Each MCO responded with how they are ensuring there are no delays in peer-to-peer reviews, that they review each case individually and how they are working to address the Inspector General concerns.  

Next, the committee heard from leadership at the Kansas Department of Health and Environment. The committee heard from Secretary Janet Stanek about the measles outbreak and budget impacts and the Rural Health Transformation Program. Deputy Secretary of Agency Integration and State Medicaid Director Christine Osterlund testified about impacts from H.R. 1. Osterlund shared that state impacts on immigrant eligibility included at least 2,235 members who will lose eligibility with immigrant eligibility saving the state and federal government $9,574,961.77.  Prior medical for the Children’s Health Insurance Program, moving from 90 days to 60 days, had estimated impacts between 1,107 to 11,144 CHIP members. It will cost the state between $366,082 to $5.4 million annually, depending on how many individuals are reported. Eligibility redetermination for older adults and people with disabilities impacts 1,913 enrollees in fiscal year 2027, and 3,844 in fiscal year 2028. This will include a fiscal impact that will save the state and federal government just over $5 million in 2027 and estimated $10.3 million in 2028 in payments primarily made to hospitals and long-term care. Osterlund identified this may not quantify some of the changes with providers of long-term care who would be more hesitant to accept patients.

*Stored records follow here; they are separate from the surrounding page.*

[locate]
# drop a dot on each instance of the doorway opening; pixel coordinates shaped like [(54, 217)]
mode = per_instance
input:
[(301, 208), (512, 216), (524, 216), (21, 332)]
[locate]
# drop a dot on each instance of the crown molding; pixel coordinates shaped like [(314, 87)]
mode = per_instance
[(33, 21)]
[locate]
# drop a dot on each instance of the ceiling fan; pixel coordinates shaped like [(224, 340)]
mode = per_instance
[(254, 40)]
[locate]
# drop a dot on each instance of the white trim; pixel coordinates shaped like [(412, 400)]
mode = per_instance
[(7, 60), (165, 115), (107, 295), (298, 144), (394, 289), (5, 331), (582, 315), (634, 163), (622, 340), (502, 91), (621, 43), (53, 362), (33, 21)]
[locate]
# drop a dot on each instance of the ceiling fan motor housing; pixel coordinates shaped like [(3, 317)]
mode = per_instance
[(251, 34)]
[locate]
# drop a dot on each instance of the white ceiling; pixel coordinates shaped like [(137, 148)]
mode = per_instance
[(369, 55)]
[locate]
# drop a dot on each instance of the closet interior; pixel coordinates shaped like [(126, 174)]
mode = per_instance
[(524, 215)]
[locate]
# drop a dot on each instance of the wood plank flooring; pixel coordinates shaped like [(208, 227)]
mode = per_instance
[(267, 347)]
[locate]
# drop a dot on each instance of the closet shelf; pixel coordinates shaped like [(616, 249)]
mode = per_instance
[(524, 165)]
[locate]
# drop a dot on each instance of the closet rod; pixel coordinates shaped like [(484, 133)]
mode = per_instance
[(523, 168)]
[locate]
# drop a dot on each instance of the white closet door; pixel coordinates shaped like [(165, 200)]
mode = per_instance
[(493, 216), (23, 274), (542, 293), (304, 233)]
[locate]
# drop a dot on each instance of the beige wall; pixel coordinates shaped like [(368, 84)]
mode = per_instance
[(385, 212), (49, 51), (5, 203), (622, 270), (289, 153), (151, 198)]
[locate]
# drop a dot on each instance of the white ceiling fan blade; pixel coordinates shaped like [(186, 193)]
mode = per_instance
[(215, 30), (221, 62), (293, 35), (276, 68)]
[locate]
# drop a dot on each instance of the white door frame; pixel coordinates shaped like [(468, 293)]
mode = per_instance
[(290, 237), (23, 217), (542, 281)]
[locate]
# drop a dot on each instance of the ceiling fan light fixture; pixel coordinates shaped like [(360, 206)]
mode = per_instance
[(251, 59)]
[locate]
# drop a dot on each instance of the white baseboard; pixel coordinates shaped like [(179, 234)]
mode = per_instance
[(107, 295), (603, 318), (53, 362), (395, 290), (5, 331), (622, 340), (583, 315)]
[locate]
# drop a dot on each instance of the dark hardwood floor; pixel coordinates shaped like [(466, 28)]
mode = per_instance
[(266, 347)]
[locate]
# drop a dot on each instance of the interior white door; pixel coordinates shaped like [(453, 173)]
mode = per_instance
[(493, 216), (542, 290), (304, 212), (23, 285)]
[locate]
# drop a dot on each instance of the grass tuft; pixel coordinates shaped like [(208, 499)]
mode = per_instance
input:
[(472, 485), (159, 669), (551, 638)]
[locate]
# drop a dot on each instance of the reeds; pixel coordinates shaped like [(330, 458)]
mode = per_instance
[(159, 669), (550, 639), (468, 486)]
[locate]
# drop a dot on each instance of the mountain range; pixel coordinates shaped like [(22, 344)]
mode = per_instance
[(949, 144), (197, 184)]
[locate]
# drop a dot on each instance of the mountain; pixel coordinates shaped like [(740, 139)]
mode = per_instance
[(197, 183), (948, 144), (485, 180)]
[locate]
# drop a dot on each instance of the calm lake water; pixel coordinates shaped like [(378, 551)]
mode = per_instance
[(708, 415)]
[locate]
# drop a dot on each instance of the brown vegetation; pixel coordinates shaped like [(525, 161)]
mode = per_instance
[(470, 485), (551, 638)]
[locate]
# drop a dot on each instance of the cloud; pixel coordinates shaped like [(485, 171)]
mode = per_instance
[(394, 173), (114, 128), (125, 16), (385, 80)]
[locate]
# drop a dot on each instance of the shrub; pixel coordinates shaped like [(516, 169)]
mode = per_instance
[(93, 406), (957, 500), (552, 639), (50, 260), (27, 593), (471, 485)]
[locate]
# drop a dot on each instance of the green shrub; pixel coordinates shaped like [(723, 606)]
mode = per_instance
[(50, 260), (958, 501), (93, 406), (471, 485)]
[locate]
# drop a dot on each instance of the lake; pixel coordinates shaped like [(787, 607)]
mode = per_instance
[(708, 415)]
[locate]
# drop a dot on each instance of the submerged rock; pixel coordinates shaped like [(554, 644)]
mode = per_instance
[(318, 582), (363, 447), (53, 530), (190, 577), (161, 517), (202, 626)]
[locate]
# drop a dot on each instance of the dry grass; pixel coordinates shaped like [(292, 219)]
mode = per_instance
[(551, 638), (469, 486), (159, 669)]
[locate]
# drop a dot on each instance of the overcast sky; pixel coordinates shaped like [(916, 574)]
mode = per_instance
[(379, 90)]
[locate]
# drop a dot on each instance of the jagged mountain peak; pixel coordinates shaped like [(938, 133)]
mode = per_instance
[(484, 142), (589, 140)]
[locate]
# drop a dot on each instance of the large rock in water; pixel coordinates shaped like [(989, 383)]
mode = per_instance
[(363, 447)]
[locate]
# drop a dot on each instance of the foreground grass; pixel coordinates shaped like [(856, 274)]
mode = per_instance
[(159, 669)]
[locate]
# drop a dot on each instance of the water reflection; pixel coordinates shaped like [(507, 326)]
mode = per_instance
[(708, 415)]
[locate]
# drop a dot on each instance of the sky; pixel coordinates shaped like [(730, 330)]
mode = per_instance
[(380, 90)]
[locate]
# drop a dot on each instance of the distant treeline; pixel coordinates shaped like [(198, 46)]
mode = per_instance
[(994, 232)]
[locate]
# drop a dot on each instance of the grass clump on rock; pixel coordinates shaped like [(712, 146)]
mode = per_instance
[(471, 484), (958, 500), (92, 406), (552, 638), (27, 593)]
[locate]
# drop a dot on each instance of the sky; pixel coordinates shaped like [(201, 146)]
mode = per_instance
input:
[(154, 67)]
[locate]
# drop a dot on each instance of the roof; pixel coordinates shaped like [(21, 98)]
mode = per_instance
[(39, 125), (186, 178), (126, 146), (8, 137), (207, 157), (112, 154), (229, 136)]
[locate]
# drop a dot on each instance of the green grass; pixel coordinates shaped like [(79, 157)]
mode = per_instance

Other H.R. 1 components mentioned included:

  • State directed payments;
  • Federal payments to prohibited entities; 
  • HCBS expansion, waiving of erroneous payments;
  • Verification systems, disenrollment;
  • Continuous eligibility for caretakers; and  
  • Residency checks for other states.

KDHE staff discussed mobile anesthesia restrictions from Medicaid positions for Certified Registered Nurse Anesthetists, and treatment in place model with Emergency Medical Services reimbursement. Osterlund did include a response to the OIG Audit on prior authorization that highlighted that KanCare 3.0 MCO contracts require regular review for utilization management or a mini-audit. The agency said a review of services that could have Prior Authorization removed include:

  • Services under $1,000 that benefit member, provider, state and MCO; and
  • Services that trend around 90 percent approval. 

KDHE staff are now doing their first on-site audit review for program integrity with focus on:

  • Compliance with state and federal coverage policies;
  • Early and periodic screenings, diagnostic and treatments reporting;
  • In-lieu-of-services reporting;
  • Home health; and
  • Durable medical equipment. 

The committee heard KDHE is considering a DME policy update to address rental caps, and reimbursement rates for DME services that currently manually priced.

The Kansas Department of Aging and Disability Services also provided updates to the committee. The agency reported on contract staffing at state hospitals and reimbursements for patients awaiting state hospital admission including a total of $3.3 million in pay outs to hospitals and counties to patient observation and transportation costs. The committee also heard from the agency on surveyor positions that are vacant,  salary and benefits, rural emergency hospitals and skilled nursing facility licensing.  

The committee next heard from organizations and individuals throughout the afternoon.  The committee will meet again tomorrow, Oct. 14.